È quanto sarebbe accaduto nel pomeriggio di mercoledì 29 agosto al Darsena City e nel supermercato Despar al suo interno, a un giovane straniero, secondo quanto racconta in un post su Facebook una testimone, Alexandra Boeru, giornalista che per anni ha lavorato a Telestense.

“Sento il bisogno di condividere l’amarezza e la profonda preoccupazione che mi ha lasciato l’episodio al quale ho assistito ieri pomeriggio a Ferrara”, scrive Alexandra nel suo post, prima di ricostruire l’accaduto.

«Mi trovavo all’interno del centro commerciale Darsena City, intenta a fare la spesa con mia figlia di due anni. Ad un certo punto ho sentito delle urla provenire dalla galleria, appena fuori dalle casse. Mi sono affacciata e ho visto un ragazzo a terra che veniva picchiato da un altro. Il ragazzo a terra urlava “Aiuto, non ho fatto niente!” mentre il suo “aggressore” gli intimava di andarsene, di non farsi più vedere e cercava ancora di colpirlo. Si sono avvicinati alcuni uomini ma non ho visto nessuno prestare soccorso al ragazzo ferito che, col volto tumefatto e spaventatissimo, ha cercato rifugio nel supermercato».

«Me lo sono trovato a un metro. La gente lo scansava, perché oggi come oggi siamo tutti spaventati da risse, guerre tra bande, allarmi sicurezza – continua il racconto della Boeru -. Io sono rimasta immobile con mia figlia seduta nel carrello che, fortunatamente, non si era accorta di nulla. L’ho guardato negli occhi o ho visto soltanto un ragazzo, forse nemmeno ventenne, che piangeva spaventato, dolorante, e chiedeva aiuto. Sono intervenuti due responsabili del supermercato (suppongo lo fossero perché lo hanno minacciato di ulteriori botte se non fosse uscito da lì immediatamente, e perché uno dei due aveva l’abbigliamento che solitamente vedo indossare ai dipendenti), e lo hanno spintonato brutalmente verso l’esterno. Da quel momento in poi non ho più visto nulla, ho solo continuato a sentirlo gridare per un po’ ma poi mi sono spostata un pò perché temevo che mia figlia si accorgesse di cosa stava accadendo, cosa che ero riuscita ad evitare fino a quel momento pur essendo io rimasta molto turbata dalla scena a cui avevo assistito».

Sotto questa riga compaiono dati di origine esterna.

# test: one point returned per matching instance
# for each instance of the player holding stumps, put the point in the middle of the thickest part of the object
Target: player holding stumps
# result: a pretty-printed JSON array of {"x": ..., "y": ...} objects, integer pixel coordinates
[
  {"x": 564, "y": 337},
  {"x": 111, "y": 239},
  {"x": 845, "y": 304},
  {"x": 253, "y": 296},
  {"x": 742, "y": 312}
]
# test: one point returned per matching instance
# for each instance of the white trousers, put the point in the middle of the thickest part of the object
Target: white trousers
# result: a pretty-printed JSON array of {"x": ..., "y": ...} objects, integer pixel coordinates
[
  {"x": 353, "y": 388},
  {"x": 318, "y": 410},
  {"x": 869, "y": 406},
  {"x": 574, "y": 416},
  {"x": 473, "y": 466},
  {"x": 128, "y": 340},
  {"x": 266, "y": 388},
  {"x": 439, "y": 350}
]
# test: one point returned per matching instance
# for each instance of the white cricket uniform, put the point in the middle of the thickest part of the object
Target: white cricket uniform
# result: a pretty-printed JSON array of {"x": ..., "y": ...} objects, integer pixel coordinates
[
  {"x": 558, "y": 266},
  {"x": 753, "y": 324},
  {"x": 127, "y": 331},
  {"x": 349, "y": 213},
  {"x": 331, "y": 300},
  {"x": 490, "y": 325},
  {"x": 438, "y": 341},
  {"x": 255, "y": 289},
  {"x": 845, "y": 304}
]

Estense.com ha contattato il supermercato Despar ma il manager non era disponibile e l’addetta che ha risposto al telefono e che ha affermato di essere stata lavoro anche nel pomeriggio di mercoledì, ha sostenuto di non aver contezza di episodi del genere.

«A turbarmi ancora di più sono state le frasi che ho sentito dopo – continua lo sfogo della Boeru -. Alcune cassiere, quasi a giustificare l’accaduto, raccontavano ai clienti che “quello ruba tutti i giorni, prima o poi da qualcuno le doveva prendere”. Tralascio i commenti di natura politica, razzista (il ragazzo era bianco ma dalla parlata si capiva che era dell’est Europa) e mi soffermo sui visi compiaciuti dei presenti. Un pugno allo stomaco per me che ancora credo che, in un paese civile, se uno ruba o commette un reato, quello che chi ha subito il furto o il danno deve fare è chiamare le forze dell’ordine. Non pensare di farsi giustizia da solo, a suon di calci e pugni, tra il silenzio assordante dei presenti che, non solo non hanno pensato un attimo a soccorrere il ragazzo picchiato, ma anzi si sono sentiti soddisfatti del fatto che ora non tornerà più, perché ha avuto quello che si merita».

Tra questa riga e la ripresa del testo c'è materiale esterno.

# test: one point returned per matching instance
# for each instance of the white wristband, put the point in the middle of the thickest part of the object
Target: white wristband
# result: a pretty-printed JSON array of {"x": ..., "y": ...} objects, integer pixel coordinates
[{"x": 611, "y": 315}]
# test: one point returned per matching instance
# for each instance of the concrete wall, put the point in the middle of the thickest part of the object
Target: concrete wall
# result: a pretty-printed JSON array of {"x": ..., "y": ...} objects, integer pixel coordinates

Ma almeno qualcuno, pare, ha provato a mantenere accesa la fiamma della civiltà: «Solo una signora ha manifestato ad alta voce la propria indignazione per quanto evidentemente fuori da mio campo visivo era successo. “Non si può prendere a calci un ragazzo in quel modo, non importa che cosa ha fatto, non si può e basta!”».

«Penso continuamente a questo episodio da ieri, e mi ripeto che non può essere accettato come “cose che di ‘sti tempi succedono” – prosegue la riflessione -. Perché spero che i miei figli possano vivere in un paese, in una città, in cui le persone ancora contano. Un paese e una città in cui se qualcuno viene picchiato non ci si gira dall’altra parte solo perché tanto è un poveraccio, un ladruncolo, uno straniero. Un paese e una città in cui la giustizia è una sola, e vale per tutti. La riflessione che questo episodio apre potrebbe essere molto più ampia, su come funziona il nostro sistema giudiziario, sui mezzi che le forze dell’ordine hanno, sulla sfiducia e la paura, legittima per carità, dei cittadini. Ma io – conclude Boeru – voglio fermarla solo sull’aspetto umano, perché questo ultimamente ci manca, tanto, troppo, ed è la cosa che personalmente mi spaventa di più».